Should a doppler test always give the cause of a leg ulcer, i.e. which kind it is? How critical is a leg ulcer in someone with a deep vein thrombosis (DVT) & diabetes?

9th July 2001

Doppler studies enable the flow of blood through vessels to be estimated and provide information from which the nurse or doctor doctor is able to establish whether arterial or venous flow is impeded. In the case of a leg ulcer, the underlying cause (arterial or venous) can be ascertained. Anything less than a 100% blood flow suggests there will be delayed healing of a leg ulcer.

Any form of wound healing depends upon a person's age, nutritional status, psychological well being, and additional circumstances such as pre-existing disease (for example: cardiac failure, anaemia, or whether a person is immunocompromised). Assuming the leg ulcer to be on the same side as the deep vein thrombosis, much will depend on the size of the ulcer, the results of Doppler studies, and the extent to which a person's diabetes is under control.

It is always important to treat an ulcer. The first step is to search for an underlying cause and commence treatment. Leg ulcers can arise from varicose veins (varicose ulcers) as well as from arterial insufficiency. If the ulcer is venous in nature treatment is aimed at improving venous return, normally by using compression bandages. For an arterial ulcer a surgical approach aimed at improving blood flow is carried out. If this is not possible it may be necessary to surgically remove the ulcer, at the same time making sure that the blood supply to any newly formed wound(s) is not compromised.

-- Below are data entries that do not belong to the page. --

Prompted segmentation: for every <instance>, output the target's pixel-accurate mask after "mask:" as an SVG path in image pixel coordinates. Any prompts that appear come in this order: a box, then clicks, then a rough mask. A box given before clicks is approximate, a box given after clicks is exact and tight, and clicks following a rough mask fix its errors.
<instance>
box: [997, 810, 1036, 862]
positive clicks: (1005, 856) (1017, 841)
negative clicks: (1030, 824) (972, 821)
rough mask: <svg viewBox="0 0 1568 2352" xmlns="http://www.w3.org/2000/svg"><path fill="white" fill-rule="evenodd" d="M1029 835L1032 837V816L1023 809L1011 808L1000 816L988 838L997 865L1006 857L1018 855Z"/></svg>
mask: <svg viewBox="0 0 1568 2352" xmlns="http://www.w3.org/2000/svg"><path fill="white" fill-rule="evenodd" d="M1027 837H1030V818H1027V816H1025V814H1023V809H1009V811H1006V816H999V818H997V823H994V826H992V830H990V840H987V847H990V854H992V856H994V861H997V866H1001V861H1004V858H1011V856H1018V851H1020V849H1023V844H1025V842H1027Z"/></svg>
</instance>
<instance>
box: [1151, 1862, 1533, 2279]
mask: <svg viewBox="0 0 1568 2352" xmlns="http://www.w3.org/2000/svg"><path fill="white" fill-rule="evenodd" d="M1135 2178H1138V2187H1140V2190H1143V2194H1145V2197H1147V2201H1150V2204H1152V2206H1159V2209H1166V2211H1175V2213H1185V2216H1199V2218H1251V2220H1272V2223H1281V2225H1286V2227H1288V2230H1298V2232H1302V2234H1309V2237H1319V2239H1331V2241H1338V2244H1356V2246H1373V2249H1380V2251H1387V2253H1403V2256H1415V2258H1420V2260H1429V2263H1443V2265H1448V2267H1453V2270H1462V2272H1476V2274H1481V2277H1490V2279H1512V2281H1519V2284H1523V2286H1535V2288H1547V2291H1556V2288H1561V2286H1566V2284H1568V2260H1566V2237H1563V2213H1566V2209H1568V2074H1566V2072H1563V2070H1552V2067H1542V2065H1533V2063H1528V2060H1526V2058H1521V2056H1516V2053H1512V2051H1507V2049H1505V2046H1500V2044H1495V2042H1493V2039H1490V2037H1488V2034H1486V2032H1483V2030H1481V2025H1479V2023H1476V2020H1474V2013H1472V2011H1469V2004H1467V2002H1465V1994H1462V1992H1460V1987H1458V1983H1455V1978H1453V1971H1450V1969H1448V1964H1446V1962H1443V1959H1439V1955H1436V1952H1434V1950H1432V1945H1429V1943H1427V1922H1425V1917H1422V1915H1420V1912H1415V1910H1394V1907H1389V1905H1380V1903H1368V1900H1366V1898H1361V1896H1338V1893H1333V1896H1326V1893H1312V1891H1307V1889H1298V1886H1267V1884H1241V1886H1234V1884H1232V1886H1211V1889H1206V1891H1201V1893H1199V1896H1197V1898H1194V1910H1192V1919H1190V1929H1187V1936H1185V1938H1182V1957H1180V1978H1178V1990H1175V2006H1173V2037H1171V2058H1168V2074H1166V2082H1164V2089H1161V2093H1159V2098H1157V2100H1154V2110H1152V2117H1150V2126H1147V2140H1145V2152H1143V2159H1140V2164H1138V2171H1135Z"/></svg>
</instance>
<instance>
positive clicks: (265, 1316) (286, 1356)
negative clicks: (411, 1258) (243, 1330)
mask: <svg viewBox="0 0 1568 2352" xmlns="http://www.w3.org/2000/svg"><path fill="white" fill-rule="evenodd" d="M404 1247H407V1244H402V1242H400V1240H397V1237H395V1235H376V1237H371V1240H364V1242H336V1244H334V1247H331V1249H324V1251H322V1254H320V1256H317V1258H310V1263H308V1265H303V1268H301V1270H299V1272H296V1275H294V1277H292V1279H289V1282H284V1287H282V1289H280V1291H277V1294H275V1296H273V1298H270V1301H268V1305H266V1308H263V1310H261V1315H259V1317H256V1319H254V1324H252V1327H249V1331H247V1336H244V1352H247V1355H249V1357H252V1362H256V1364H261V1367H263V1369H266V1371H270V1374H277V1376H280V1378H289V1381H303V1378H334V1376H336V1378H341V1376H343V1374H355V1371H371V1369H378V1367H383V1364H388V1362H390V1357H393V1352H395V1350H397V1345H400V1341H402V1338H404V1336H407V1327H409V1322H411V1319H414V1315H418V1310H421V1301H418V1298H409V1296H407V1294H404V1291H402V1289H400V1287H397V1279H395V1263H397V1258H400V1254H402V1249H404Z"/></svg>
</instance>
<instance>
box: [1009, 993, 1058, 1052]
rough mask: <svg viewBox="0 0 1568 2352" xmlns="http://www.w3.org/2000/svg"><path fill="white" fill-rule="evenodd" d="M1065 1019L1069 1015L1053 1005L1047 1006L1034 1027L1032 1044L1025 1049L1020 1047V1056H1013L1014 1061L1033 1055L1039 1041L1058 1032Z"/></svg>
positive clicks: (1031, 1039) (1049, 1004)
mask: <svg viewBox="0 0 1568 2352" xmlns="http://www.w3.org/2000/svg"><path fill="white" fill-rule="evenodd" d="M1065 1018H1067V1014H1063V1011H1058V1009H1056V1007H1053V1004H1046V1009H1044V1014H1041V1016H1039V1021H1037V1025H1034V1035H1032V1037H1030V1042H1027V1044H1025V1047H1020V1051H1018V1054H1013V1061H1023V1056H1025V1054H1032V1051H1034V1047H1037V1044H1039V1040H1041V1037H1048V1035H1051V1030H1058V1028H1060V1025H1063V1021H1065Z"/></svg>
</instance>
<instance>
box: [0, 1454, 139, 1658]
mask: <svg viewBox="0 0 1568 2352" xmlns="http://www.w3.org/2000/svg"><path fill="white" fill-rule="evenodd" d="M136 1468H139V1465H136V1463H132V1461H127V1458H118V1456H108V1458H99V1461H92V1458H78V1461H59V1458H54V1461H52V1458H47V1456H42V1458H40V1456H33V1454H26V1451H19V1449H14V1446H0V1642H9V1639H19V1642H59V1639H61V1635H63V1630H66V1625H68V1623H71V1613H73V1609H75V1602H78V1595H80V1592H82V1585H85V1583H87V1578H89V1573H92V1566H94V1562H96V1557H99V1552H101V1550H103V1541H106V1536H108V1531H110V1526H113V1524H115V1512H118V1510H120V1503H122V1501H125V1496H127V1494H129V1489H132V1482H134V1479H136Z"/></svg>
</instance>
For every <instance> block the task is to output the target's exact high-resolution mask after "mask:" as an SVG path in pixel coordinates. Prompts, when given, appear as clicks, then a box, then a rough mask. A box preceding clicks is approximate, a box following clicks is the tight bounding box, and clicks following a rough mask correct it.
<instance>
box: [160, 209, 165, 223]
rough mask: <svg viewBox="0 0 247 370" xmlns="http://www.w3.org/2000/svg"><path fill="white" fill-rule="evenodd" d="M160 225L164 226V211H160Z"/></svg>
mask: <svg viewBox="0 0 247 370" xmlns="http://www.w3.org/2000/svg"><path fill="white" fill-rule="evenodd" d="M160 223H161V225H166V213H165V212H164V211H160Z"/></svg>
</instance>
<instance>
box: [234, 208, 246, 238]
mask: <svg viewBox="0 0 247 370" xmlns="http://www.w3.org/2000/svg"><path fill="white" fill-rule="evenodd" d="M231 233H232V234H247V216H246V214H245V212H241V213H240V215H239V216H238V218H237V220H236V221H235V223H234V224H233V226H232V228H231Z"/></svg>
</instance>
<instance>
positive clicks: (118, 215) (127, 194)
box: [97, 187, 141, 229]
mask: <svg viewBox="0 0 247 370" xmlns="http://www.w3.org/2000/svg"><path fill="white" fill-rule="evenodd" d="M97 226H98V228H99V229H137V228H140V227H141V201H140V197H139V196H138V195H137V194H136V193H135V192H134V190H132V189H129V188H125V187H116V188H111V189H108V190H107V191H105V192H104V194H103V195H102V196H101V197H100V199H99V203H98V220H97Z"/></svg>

For ulceration to develop in someone who has a deep vein thrombosis, assuming the ulcer to be in the same limb, it would be important to prevent the wound from becoming infected and to protect the limb from trauma. Healing is likely to be delayed due to a compromised venous return. Resolution of the thrombosis would improve the rate of healing.

A leg ulcer occurring in someone who has diabetes is serious, mainly because of the risk of supervening infection. In someone with diabetes this risk increases. Infection in turn will produce fever and thus an increase in metabolism. The associated increased demand for carbohydrate carries with it the potential to de-stabilise 'normal' homeostatic control. Also healing is often prolonged in someone with diabetes due to the adverse changes that diabetes has on the microcirculation.